Marcia Reynolds: With production moving out of this country, we have to focus more on innovation and creating intellectual property However, most organizations are fear-based, not creativity based. Or, in your words, they are malevolent, not benevolent, which limits discovery and risk-taking. How do you make the switch from an efficiency-based model to one that is creativity based? One thing you would suggest is to create a benevolent environment. ls there anything else you see that could promote creativity instead of honoring how we are working ourselves to death?
Dr. Sapolsky: One factor is recognizing there is significant transitional cost to doing that. Making these changes takes time. It will take time and money, though the payoff is clear if organizations make this investment. Also, they have to accept that innovation takes a huge ratio; there are usually many stupid dead-ends before finding the big one that pays off. The problem is, this rarely happens. We see this where it takes a generation to die out before new ideas take hold. Like with Dar win, no one his age became Darwinists. It was the younger generation that flocked to his ideas. It can be discouraging to be the first in anything.
Marcia Reynolds: I’ve often felt that the hope for our corporations was with the younger generation, but if what you say is true, when they reach eminence, the cycle continues. Sounds like we have to find some way to let young minds have more of a voice on a continuous basis.

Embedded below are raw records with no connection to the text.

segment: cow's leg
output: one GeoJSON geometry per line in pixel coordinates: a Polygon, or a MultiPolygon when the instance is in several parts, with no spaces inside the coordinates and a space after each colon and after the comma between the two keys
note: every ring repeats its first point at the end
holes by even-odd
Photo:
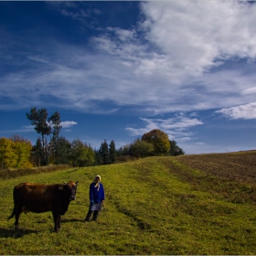
{"type": "Polygon", "coordinates": [[[54,211],[52,211],[53,221],[54,221],[54,231],[58,232],[59,225],[59,215],[54,211]]]}
{"type": "Polygon", "coordinates": [[[58,214],[58,229],[59,229],[61,228],[61,225],[60,225],[60,219],[61,219],[61,216],[59,214],[58,214]]]}
{"type": "Polygon", "coordinates": [[[17,208],[16,209],[16,222],[15,222],[15,226],[16,226],[16,229],[17,230],[18,229],[18,219],[19,219],[19,216],[21,215],[22,213],[22,208],[21,207],[20,208],[17,208]]]}

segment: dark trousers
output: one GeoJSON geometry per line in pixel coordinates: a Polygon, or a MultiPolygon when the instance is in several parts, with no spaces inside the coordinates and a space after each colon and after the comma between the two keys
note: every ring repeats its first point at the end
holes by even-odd
{"type": "Polygon", "coordinates": [[[93,212],[92,220],[97,220],[97,218],[98,218],[98,215],[99,215],[99,210],[91,210],[90,209],[87,213],[87,216],[86,216],[84,221],[89,221],[90,220],[92,212],[93,212]]]}

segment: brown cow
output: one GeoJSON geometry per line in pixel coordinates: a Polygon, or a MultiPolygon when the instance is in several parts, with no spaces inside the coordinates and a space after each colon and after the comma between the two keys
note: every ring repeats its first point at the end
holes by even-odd
{"type": "Polygon", "coordinates": [[[69,208],[71,200],[76,199],[78,181],[69,183],[44,185],[36,183],[21,183],[15,187],[14,210],[7,220],[16,216],[16,229],[18,229],[18,219],[22,212],[51,211],[54,219],[54,230],[60,229],[60,216],[69,208]]]}

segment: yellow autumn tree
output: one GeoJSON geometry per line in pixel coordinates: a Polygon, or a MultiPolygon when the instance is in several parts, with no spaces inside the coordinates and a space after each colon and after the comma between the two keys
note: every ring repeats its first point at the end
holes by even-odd
{"type": "Polygon", "coordinates": [[[7,138],[0,138],[0,166],[1,169],[15,168],[17,155],[15,152],[15,143],[7,138]]]}

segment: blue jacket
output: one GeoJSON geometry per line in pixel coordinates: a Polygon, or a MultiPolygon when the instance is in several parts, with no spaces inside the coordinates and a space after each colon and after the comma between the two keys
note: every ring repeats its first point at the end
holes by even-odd
{"type": "Polygon", "coordinates": [[[104,191],[104,187],[103,185],[101,183],[100,183],[100,189],[98,191],[98,187],[94,187],[96,185],[95,182],[92,182],[90,185],[90,201],[92,201],[94,203],[101,203],[102,200],[105,200],[105,191],[104,191]]]}

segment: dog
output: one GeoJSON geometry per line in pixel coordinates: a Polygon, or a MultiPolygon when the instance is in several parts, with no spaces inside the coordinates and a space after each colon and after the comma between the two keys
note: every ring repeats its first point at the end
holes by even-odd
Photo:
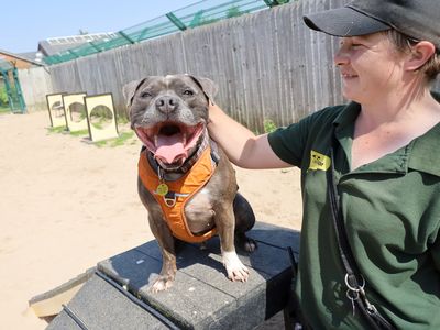
{"type": "Polygon", "coordinates": [[[138,190],[163,264],[151,284],[166,290],[176,275],[176,243],[204,243],[218,234],[222,262],[231,280],[245,282],[249,270],[235,245],[252,252],[245,232],[255,223],[248,200],[238,193],[235,172],[208,135],[209,102],[217,86],[190,75],[148,76],[127,84],[131,128],[143,143],[138,190]]]}

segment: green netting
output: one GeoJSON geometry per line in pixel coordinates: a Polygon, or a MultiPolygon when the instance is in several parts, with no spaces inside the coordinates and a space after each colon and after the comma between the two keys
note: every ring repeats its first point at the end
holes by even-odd
{"type": "Polygon", "coordinates": [[[289,0],[235,0],[228,2],[224,2],[224,0],[204,0],[169,12],[166,15],[119,31],[113,37],[89,42],[59,54],[44,57],[44,62],[50,65],[63,63],[287,2],[289,0]]]}

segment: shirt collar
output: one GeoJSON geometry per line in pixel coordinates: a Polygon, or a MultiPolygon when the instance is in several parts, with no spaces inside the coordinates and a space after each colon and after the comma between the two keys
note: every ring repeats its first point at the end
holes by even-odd
{"type": "MultiPolygon", "coordinates": [[[[432,96],[440,102],[440,94],[432,92],[432,96]]],[[[361,106],[356,102],[346,105],[338,117],[333,120],[334,132],[341,144],[344,140],[353,139],[354,120],[361,111],[361,106]]],[[[393,153],[393,168],[387,168],[391,164],[386,162],[383,168],[388,172],[407,172],[408,168],[440,176],[440,123],[431,128],[424,135],[413,140],[407,146],[393,153]],[[398,165],[398,166],[397,166],[398,165]]],[[[389,160],[388,160],[389,161],[389,160]]],[[[381,165],[381,161],[376,165],[381,165]]],[[[382,166],[380,166],[382,167],[382,166]]]]}

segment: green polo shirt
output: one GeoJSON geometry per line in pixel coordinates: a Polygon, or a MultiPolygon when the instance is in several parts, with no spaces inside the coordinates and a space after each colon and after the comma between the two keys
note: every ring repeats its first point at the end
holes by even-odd
{"type": "Polygon", "coordinates": [[[326,108],[268,135],[283,161],[301,168],[304,219],[298,296],[314,329],[369,329],[345,296],[327,196],[334,167],[348,239],[366,295],[398,329],[440,329],[440,124],[408,145],[350,170],[358,103],[326,108]]]}

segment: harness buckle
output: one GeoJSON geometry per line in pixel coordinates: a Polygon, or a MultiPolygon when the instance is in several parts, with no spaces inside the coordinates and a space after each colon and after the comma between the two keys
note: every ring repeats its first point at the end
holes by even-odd
{"type": "Polygon", "coordinates": [[[176,193],[174,191],[168,191],[168,194],[164,196],[164,201],[168,208],[174,207],[176,205],[176,193]]]}

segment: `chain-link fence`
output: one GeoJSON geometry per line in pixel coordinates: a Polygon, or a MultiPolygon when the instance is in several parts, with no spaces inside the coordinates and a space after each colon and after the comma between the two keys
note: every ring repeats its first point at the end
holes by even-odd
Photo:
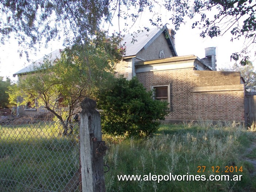
{"type": "Polygon", "coordinates": [[[70,185],[79,165],[78,123],[72,127],[64,136],[58,122],[1,117],[0,191],[61,192],[70,185]]]}

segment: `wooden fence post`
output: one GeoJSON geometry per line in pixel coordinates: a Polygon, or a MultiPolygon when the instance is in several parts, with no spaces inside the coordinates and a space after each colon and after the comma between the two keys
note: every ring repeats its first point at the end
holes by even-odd
{"type": "Polygon", "coordinates": [[[81,107],[79,135],[82,191],[105,192],[103,156],[107,148],[102,141],[100,116],[93,100],[85,98],[81,107]]]}

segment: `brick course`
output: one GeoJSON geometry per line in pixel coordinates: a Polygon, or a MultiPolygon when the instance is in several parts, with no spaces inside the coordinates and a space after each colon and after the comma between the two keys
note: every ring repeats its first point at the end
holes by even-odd
{"type": "Polygon", "coordinates": [[[195,71],[192,69],[137,73],[148,90],[170,84],[171,109],[166,120],[244,122],[243,90],[191,92],[195,87],[239,85],[240,73],[195,71]]]}

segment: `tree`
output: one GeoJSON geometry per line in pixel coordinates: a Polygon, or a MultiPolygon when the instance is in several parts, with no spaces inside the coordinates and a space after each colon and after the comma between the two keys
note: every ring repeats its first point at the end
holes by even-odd
{"type": "Polygon", "coordinates": [[[19,43],[30,47],[62,37],[65,44],[84,43],[99,31],[102,21],[111,23],[114,15],[131,26],[146,10],[152,13],[149,20],[153,25],[172,24],[178,30],[188,18],[194,21],[192,28],[202,30],[202,38],[228,32],[233,36],[231,41],[244,37],[246,46],[231,56],[242,65],[247,63],[248,52],[256,42],[256,3],[253,0],[3,0],[0,6],[2,42],[14,34],[19,43]],[[168,11],[170,23],[163,23],[156,6],[168,11]],[[217,13],[211,16],[214,10],[217,13]]]}
{"type": "Polygon", "coordinates": [[[13,34],[19,44],[29,48],[62,37],[66,45],[85,43],[99,31],[102,20],[109,20],[108,2],[108,0],[1,0],[1,42],[13,34]]]}
{"type": "Polygon", "coordinates": [[[11,86],[11,80],[7,78],[5,81],[3,78],[0,77],[0,108],[5,107],[9,105],[9,96],[6,93],[8,87],[11,86]]]}
{"type": "MultiPolygon", "coordinates": [[[[177,30],[181,25],[189,19],[194,22],[192,28],[197,28],[202,30],[200,35],[203,38],[207,36],[212,38],[229,32],[232,35],[232,41],[241,39],[243,40],[244,38],[245,47],[231,56],[231,60],[239,60],[242,65],[248,63],[250,49],[253,48],[256,43],[256,2],[255,0],[124,0],[119,1],[118,3],[119,17],[126,20],[130,18],[133,22],[136,21],[140,14],[148,9],[152,13],[152,17],[149,19],[153,25],[173,24],[177,30]],[[164,8],[168,11],[170,22],[163,23],[161,15],[154,10],[156,6],[161,8],[164,8]],[[132,11],[133,7],[137,12],[132,11]],[[216,13],[212,15],[212,11],[216,13]]],[[[147,27],[144,29],[149,30],[147,27]]],[[[254,53],[256,55],[255,50],[254,53]]]]}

Dr Sapolsky: There’s a great book by Frank Sulloway, called Born to Rebel. He’s a science historian. He spent 27 years working on this book. He took something like 30 scientific controversies from the last 400 years, such as the ideas of Copernicus, Galileo, and Darwin, but also nonsense stuff like phrenology and cold fusion. He did intensive research on the lives of four thousand or so scientists who played principal roles in these controversies, trying to come up with variables that could predict who were the intellectual radicals that embraced these new movements and who were the conservatives who fought against it. He found about 9 variables which collectively gave him about 85% predictability. In particular, birth order was most critical, with first-born children more likely to be conformists while the later-born ones tended to be more creative and more likely to reject the status quo. The relationship with their father made a difference. For example, if the father was just a “swell guy,” the son, especially a first-born, was unlikely to ever have an intellectually creative thought. Independent of how you got along with your parents, were they socially progressive? If they were Socratic or Abolitionists, they were more likely to produce an intellectual radical. Had they spent a significant amount of time outside their culture when they were growing up? If we put all of these things together, we can predict intellectual creativity.
Marcia Reynolds: I wish we could know more about people’s histories when hiring them, if a corporate culture wants to nurture this intellectual radicalism.
Dr. Sapolsky: Yes, but you have to be careful when charging such people with a lot of responsibility Really young people might enjoy throwing everything up in the air every three hours.
Marcia Reynolds: We want some control over the chaos, or a method for our madness. We need young minds, but we also need the wisdom that comes with experience.
Dr. Sapolsky: Overall, there’s got to be a more insightful way to do things, and I believe age and experience can give you that. Maybe people just have to do it for themselves, through their own consciousness. People can catch themselves before they become mechanical and make sure they change jobs or change their routine. Maybe the executive decides that every few years you leave a company and start a new one. Its not really clear how we can manage this, but I think if people are aware of what is going on, they can make better decisions to keep their creativity alive.